Nefret edemediğimi biliyorum, kendimi tanıyacak kadar büyümüş ama yeni şeyler öğrenmeye hevesli olacak kadar çocuk hissediyorum o an. Bir şey diyemiyorum, kitli dudaklarım. Soğuk bir ses tonuyla titreyerek ''Anladım''dan başka kelime çıkmıyor ağzımdan. Kapatıyorum telefonu. Belki de benden nefret etmeli diye düşünüyorum. daha kolay olur belki...

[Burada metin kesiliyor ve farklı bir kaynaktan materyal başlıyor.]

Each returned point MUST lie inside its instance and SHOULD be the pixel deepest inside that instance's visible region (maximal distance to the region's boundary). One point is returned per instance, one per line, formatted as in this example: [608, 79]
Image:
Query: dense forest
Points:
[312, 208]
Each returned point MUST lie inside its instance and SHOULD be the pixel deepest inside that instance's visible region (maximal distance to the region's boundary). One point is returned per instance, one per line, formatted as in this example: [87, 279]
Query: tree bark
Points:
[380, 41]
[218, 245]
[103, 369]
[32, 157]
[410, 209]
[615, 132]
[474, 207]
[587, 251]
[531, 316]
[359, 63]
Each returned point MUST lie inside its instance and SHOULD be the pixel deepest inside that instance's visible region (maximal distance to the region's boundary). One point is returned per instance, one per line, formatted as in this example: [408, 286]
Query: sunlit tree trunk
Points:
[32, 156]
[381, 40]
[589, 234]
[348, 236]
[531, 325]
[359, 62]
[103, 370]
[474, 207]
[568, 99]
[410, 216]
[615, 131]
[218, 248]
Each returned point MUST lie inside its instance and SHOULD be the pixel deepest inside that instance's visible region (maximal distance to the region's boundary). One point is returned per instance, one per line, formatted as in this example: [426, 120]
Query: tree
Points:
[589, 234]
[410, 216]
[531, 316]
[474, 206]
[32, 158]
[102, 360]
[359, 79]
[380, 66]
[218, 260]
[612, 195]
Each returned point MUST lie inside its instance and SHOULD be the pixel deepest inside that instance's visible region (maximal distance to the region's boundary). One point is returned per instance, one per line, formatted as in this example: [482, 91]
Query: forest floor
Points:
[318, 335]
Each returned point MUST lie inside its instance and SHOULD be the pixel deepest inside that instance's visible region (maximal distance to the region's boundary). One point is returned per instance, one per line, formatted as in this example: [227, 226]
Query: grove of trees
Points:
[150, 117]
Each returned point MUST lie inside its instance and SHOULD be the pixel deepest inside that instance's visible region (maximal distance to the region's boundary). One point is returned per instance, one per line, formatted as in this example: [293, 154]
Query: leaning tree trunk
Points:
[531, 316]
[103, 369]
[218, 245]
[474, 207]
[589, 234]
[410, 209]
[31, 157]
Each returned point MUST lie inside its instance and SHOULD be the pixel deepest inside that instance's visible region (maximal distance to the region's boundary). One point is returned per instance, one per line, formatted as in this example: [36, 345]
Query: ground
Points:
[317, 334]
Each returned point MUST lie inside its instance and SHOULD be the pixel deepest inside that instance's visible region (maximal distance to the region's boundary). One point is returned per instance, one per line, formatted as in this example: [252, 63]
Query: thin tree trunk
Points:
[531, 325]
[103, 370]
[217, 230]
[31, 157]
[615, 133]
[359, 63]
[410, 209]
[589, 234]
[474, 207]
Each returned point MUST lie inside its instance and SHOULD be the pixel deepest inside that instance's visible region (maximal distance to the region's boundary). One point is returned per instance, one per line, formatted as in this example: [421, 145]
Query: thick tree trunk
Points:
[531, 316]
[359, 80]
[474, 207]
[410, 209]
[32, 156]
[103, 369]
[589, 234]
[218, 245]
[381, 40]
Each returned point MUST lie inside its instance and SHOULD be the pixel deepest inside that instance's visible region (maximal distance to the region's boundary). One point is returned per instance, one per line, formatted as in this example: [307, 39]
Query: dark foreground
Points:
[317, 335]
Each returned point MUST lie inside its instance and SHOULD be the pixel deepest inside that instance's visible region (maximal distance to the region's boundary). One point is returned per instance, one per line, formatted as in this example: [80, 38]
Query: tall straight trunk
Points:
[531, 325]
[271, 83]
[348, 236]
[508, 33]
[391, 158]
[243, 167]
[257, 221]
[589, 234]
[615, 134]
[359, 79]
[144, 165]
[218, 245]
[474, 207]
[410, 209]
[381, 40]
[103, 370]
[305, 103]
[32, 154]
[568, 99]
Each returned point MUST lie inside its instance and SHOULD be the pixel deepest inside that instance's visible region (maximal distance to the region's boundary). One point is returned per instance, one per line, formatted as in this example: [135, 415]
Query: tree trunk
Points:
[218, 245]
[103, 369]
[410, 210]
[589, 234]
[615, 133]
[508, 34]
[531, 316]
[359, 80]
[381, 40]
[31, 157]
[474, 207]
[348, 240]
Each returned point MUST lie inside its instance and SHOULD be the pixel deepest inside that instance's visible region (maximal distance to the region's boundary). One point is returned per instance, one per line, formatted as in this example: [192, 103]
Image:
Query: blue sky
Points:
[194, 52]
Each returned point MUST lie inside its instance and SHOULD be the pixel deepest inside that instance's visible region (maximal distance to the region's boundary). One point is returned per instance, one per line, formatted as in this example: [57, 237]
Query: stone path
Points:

Kimseyi çekip kurtaracak gücüm kalmamış, kimsenin hayatına yön vermek istemiyorum. Kendi hayatımla meşgulüm ben. Hatta artık birileri bana yardım etsin istiyorum. Sorun çözmekten, bunu böyle yaparsan sonunda şöyle olacak üzüleceksin şeklinde cümleler kurmaktan yorgun bu zihin. Susuyorum, yalnız sana değil, onlara değil...İnann!! Kendime bile çokça susuyorum artık. Yorgun hissediyorum.

Derken o uyanıyor...Gülümsüyorum. Şimdi kalkıyor üstümdeki ölü toprağı ve şimdi az önce aramışlığın siliniyor. Pişmansın ya, umrumda değil. Ben pişman değilim. Arsızca gülümsüyor, ben gülümsüyorum. Bırak diyor, bırak Allah aşkına nereye kadar? Çaban niye?
Bana benzemeyen bir ses tonu cevaplıyor yine:
- Biliyor musun, ben zaten pes ettim!
Gülümsüyor tekrar ve ben birazcık korkuyorum:
-Oyun daha yeni başlıyor ...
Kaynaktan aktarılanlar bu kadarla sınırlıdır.